I am curious about the stance of other hospitals on this issue...how do other organizations handle this issue?
Hi all,
Our organisation doesn't have a policy on the number of times we draw bloods etc and we can draw coags if we clear the line well - usually we take the routine bloods first and use a clean syringe to then collect the coags - however that is not always possible then a venepuncture is required. Most CVLS and PICC lines are used to collect bloods as our patient population are children therefore it is far less interventional and much easier - however there is an increased risk of infection because of the increased manipulations. That is the routine practice in our organisation.

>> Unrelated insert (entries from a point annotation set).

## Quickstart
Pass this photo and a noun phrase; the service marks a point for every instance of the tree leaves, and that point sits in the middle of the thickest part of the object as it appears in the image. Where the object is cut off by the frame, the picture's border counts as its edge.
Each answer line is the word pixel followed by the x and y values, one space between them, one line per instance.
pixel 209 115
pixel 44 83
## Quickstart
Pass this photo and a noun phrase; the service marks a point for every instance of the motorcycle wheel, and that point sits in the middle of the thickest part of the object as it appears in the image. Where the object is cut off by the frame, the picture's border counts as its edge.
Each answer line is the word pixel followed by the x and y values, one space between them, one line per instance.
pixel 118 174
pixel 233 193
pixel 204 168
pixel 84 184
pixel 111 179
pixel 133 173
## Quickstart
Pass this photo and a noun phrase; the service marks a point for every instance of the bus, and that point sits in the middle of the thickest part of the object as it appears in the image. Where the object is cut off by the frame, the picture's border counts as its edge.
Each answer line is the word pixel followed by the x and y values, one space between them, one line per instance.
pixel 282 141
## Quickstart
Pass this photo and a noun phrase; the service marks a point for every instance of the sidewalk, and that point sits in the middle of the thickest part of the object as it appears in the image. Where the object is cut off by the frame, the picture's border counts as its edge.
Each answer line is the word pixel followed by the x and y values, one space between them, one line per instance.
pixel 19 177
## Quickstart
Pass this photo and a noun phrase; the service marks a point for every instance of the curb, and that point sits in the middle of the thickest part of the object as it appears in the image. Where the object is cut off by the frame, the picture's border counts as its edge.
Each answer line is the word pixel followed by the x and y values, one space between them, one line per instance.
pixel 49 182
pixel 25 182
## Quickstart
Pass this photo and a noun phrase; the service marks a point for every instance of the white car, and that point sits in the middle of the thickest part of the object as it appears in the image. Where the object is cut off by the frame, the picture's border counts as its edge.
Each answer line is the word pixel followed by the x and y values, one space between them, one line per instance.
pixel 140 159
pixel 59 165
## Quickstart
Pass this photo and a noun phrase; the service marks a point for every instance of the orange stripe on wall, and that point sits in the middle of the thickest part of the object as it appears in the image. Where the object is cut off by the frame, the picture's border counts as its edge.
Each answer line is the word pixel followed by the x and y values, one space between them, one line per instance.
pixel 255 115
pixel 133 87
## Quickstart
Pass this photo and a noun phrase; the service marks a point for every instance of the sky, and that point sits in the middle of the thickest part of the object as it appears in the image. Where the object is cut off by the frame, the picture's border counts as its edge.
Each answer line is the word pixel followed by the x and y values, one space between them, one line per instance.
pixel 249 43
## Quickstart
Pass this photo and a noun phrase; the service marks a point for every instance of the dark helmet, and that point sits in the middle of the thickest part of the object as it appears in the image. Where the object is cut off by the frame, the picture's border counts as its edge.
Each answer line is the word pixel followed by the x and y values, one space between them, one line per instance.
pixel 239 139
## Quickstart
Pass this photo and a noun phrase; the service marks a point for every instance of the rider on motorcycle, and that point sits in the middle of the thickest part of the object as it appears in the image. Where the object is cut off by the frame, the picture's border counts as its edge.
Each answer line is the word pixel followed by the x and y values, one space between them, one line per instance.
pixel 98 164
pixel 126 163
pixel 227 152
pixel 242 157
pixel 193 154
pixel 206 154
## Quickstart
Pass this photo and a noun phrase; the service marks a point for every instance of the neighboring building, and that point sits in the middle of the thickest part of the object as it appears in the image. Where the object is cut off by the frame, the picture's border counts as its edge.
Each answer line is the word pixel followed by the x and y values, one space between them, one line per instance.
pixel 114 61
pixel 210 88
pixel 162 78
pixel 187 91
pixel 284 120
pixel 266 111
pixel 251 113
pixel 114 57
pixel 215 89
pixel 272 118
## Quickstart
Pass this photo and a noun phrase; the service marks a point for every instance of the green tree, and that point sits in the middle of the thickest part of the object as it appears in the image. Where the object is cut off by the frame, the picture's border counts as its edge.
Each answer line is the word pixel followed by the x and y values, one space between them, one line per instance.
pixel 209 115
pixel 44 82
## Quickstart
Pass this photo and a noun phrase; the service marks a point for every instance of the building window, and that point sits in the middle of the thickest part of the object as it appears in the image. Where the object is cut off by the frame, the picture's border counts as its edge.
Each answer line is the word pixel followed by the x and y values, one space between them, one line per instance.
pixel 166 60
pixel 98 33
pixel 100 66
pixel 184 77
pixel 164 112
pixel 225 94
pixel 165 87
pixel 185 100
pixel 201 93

I agree most aspects of care related to CVAD's is dependent on good education and support.
Karen Rankin
Clinical Nurse Consultant
the Children's Hospital at Westmead - Australia
Karen Rankin
Clinical Nurse Consultant
the Children's Hospital at Westmead - Australia
kathy mohn-las vegas
As a patient who had a PICC for over a year, I agree wtih Kathy Kokotis. When the facility where I got my IV treatments changed their blood drawing practice to insisting that blood be drawn peripherally when I had a perfectly functional PICC-I went through the roof and raised heck with my doctor who changed the orders on my chart to include blood draws from the PICC only. No amount of education to a patient will justify the number of painful peripheral sticks to which they are subjected. It also seems to me that we are penalizing patients to accomodate unacceptible practice from Nurses. I also would object in my community to allowing Phlebotomists to make vascular access decisions for me or my paitents. Why are we Nurses abdicating our responsibilities????
kathy mohn-las vegas
I am in total agreement with Kathy Kokotis on this one. I think hospitals today are more concerned with the "reporting" of BSI"s rather than the comfort of patients. I work at a hospital where we do a little over 1000 PICC's/year. Since the inception of my program 6 years ago, we have stayed well below the national average for infections, have had 2 in the last 6 months and we draw ALL lab work from our PICC lines. Our patients are absolutely thrilled at not having the daily "sticking", once their line is inserted. Do you think those infections we got were from drawing blood? I highly doubt it. It can be from numerous reasons, one of them being poor care. I do monthly education on the care and maintenence of PICC lines, as well as proper flushing techniques and managing occlusions. In addition to this , on my daily rounding of these lines, I am constantly preaching about care. And again, can we all just get back to basics and treat these lines as if they were in us!! By the way , my hospital policy states all blood work is to be drawn from the PICC line unless otherwise indicated from the PICC Team.